The magnitude of the electric field between two plates of a parallel plate capacitor is 2.4×10^5 N/C. Each plate carries a charge whose magnitude is o.15 mC. What is the area of each plate?
E= Q/area * 1/epsilon
okay so I did that, but I still did not end up with the correct answer. The book says that the area of each plate should be 7.1×10^-2 m^2, but I keep getting an answer that is completely off from that.
area= Q/Ee= .15E-3/(2.4E5*8.85E-12)=71m^2
Is the mC milliCoulombs, or microCoulombs?
It microCoulombs, then area= .071m^2, which agrees with your text.
Thank you so much. I've got an AP test tomorrow and that really helps :)
To find the area of each plate, we can use the formula for the electric field between the plates of a parallel plate capacitor:
E = σ / ε₀
where E is the magnitude of the electric field, σ is the surface charge density, and ε₀ is the permittivity of free space.

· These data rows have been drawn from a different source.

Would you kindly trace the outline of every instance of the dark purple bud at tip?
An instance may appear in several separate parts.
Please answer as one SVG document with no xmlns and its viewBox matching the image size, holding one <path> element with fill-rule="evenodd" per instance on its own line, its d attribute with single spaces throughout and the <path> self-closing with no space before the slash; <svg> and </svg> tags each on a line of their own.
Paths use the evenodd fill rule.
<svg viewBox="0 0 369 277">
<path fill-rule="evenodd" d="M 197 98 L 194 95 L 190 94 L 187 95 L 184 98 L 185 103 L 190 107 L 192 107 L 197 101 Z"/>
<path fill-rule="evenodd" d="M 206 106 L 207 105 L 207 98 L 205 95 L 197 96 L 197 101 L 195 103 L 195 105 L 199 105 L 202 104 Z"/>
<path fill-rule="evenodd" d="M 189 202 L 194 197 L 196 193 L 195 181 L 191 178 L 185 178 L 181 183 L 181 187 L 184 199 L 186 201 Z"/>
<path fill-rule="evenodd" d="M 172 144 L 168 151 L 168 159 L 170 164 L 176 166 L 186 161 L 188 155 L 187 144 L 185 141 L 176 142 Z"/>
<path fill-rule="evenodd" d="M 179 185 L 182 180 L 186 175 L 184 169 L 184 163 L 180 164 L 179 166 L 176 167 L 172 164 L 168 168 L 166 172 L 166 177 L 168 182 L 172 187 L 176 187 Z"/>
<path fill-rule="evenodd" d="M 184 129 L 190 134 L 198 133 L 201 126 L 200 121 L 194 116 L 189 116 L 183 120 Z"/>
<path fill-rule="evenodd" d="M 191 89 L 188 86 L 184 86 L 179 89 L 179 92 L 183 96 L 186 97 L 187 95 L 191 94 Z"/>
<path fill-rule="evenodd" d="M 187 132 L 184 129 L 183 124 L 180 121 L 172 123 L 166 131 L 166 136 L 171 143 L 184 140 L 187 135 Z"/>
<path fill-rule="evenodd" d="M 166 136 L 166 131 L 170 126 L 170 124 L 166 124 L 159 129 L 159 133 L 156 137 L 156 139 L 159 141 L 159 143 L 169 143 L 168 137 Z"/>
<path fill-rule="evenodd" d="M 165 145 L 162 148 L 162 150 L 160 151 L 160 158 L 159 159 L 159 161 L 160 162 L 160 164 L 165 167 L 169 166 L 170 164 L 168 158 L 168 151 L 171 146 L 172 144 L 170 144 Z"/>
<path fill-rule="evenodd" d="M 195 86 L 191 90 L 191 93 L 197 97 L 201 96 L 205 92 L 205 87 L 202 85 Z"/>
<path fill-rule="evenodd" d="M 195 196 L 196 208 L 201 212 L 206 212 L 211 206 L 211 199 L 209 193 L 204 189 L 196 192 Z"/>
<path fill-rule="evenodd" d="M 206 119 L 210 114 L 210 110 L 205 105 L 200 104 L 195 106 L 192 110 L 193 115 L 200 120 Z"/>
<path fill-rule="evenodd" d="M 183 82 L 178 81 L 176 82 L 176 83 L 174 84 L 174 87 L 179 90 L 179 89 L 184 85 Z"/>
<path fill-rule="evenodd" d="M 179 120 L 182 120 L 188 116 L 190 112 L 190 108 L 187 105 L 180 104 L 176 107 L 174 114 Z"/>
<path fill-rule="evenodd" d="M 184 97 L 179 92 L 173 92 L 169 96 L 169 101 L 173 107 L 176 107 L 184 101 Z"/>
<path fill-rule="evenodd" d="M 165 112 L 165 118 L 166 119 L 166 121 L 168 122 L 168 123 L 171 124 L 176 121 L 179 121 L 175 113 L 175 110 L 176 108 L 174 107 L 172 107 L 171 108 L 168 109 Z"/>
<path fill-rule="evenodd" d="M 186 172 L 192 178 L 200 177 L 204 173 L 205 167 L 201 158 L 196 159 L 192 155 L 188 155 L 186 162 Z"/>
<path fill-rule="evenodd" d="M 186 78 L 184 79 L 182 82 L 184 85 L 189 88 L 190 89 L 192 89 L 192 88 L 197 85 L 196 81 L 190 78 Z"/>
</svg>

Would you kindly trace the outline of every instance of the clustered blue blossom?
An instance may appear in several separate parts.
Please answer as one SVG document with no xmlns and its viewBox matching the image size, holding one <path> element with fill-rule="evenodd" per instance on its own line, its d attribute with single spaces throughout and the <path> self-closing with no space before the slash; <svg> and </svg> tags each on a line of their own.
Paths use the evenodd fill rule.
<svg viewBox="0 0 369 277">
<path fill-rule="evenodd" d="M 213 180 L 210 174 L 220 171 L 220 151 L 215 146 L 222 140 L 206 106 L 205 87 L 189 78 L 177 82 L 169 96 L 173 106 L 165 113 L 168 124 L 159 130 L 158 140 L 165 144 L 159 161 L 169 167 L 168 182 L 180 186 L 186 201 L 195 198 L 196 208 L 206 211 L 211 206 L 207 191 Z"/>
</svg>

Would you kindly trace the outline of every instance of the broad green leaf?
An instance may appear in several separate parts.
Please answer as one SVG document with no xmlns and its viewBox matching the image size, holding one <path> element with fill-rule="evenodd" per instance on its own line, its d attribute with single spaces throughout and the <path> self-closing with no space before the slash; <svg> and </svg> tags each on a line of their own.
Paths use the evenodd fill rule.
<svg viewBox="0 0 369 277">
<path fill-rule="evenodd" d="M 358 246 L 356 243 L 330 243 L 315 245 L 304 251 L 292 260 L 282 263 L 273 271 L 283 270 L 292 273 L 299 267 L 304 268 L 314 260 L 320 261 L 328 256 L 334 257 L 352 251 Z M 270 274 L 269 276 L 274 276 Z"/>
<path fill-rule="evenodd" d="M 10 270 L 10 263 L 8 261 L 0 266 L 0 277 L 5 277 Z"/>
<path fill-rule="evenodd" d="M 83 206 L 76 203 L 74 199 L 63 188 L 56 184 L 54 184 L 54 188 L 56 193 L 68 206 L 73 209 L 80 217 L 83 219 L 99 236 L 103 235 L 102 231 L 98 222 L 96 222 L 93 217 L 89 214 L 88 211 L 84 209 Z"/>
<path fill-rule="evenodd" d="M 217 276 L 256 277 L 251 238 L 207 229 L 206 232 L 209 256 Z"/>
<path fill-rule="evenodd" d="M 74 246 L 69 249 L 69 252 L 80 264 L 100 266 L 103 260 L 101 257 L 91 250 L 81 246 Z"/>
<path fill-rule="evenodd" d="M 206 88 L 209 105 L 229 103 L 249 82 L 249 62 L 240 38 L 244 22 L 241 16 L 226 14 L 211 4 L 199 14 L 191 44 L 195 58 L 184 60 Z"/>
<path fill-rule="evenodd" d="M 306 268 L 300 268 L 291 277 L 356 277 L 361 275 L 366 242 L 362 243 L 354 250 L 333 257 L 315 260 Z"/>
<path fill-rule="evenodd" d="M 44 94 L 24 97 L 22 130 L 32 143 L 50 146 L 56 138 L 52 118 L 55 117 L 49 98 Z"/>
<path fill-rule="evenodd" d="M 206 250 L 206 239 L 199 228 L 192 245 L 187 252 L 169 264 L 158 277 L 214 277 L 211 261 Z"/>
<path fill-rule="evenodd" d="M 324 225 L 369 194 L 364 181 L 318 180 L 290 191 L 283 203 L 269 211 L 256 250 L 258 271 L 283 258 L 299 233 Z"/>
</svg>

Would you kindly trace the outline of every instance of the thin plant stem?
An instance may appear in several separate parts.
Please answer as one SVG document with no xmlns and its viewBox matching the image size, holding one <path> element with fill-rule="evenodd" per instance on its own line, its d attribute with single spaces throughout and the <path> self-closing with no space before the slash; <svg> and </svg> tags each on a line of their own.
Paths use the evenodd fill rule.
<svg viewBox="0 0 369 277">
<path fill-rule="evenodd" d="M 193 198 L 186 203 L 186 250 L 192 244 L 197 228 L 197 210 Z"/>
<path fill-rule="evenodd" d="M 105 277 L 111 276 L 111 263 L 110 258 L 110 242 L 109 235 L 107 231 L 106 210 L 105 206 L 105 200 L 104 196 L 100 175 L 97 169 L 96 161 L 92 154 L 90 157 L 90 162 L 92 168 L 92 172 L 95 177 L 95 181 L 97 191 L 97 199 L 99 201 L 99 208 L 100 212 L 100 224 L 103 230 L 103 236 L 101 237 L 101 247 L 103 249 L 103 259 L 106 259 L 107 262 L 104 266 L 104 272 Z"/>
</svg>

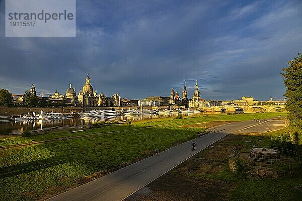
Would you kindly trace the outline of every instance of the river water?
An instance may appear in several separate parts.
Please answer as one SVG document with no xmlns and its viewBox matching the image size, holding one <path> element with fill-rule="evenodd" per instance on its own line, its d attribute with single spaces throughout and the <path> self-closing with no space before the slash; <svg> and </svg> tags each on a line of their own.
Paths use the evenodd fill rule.
<svg viewBox="0 0 302 201">
<path fill-rule="evenodd" d="M 200 113 L 184 113 L 183 116 L 196 115 Z M 16 134 L 22 133 L 27 129 L 29 131 L 41 131 L 60 126 L 80 127 L 88 126 L 97 122 L 112 122 L 115 120 L 138 120 L 148 119 L 158 119 L 163 117 L 176 117 L 177 114 L 142 115 L 121 116 L 106 116 L 92 118 L 72 118 L 61 120 L 45 120 L 33 121 L 19 121 L 0 122 L 0 135 Z"/>
</svg>

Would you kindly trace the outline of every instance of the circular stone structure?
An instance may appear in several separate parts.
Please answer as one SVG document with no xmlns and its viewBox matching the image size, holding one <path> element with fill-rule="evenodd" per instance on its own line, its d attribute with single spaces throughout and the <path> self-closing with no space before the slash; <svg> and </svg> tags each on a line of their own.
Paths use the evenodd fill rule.
<svg viewBox="0 0 302 201">
<path fill-rule="evenodd" d="M 250 150 L 252 160 L 272 163 L 280 160 L 281 153 L 272 149 L 254 148 Z"/>
</svg>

In this case, we are given the magnitude of the electric field, E = 2.4×10^5 N/C. We are also given the charge on each plate, which can be written as q = 0.15 mC = 0.15 × 10^(-3) C.
The surface charge density can be calculated as σ = q / A, where A is the area of each plate.
Substituting these values into the formula for the electric field, we have:
2.4×10^5 N/C = (0.15 × 10^(-3) C) / A
Solving for A, we find:
A = (0.15 × 10^(-3) C) / (2.4×10^5 N/C)
A = 6.25×10^(-10) m^2
Therefore, each plate has an area of 6.25×10^(-10) square meters.